La mossa è arrivata pochi giorni dopo che il leader del partito Tundu Lissu è stato arrestato durante una manifestazione in cui chiedeva riforme elettorali ed è stato accusato di tradimento.
La commissione ha anche escluso Luhaga Mpina, il candidato del secondo partito di opposizione, ACT-Wazalendo, dopo un’obiezione del procuratore generale.
Da mesi gli organi di vigilanza locali e internazionali lanciano allarmi sulla violenza e la repressione legate alle elezioni.
A giugno, un gruppo di nove esperti delle Nazioni Unite ha definito “inaccettabili” le azioni del governo e ha affermato di aver registrato più di 200 sparizioni dal 2019.
E a settembre, Human Rights Watch (HRW) ha affermato di aver documentato almeno 10 casi recenti di aggressioni, molestie, rapimenti e torture a sfondo politico, nonché “ampie restrizioni” sui media e sulle organizzazioni della società civile.
Nomathamsanqa Masiko-Mpaka, ricercatore di HRW per il Sud Africa, all’epoca aveva avvertito che le elezioni di ottobre in Tanzania erano a “grande rischio”.
“Le autorità devono smettere di imbavagliare le voci dissenzienti e i media e impegnarsi invece in riforme significative per garantire elezioni libere, giuste e credibili”, ha aggiunto Masiko-Mpaka.
‘Frode massiccia’ a Zanzibar
Il CCM al potere ha mantenuto il seggio presidenziale nell’arcipelago semi-autonomo di Zanzibar, che venerdì è rimasto calmo con una forte presenza militare.
Giovedì la commissione elettorale di Zanzibar ha dichiarato che il presidente in carica Hussein Mwinyi ha ottenuto il 78,8% dei voti.
L’opposizione ha affermato che c’è stata una “massiccia frode” nei risultati di Zanzibar e ha annunciato che avrebbe rivelato i prossimi passi.

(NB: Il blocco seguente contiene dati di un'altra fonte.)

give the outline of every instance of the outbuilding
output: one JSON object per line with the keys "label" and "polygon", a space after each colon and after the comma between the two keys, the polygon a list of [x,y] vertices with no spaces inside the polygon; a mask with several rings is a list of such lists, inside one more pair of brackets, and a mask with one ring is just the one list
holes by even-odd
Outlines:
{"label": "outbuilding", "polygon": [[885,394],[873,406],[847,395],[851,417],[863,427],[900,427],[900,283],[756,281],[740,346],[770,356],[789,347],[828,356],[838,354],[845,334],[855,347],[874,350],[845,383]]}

Le proteste si sono diffuse in tutto il Paese e il governo ha rinviato la riapertura di college e università, prevista per lunedì prossimo.
Il capo dell’esercito, Jacob John Mkunda, ha condannato la violenza e ha detto giovedì che l’esercito lavorerà con altre agenzie di sicurezza per contenere la situazione.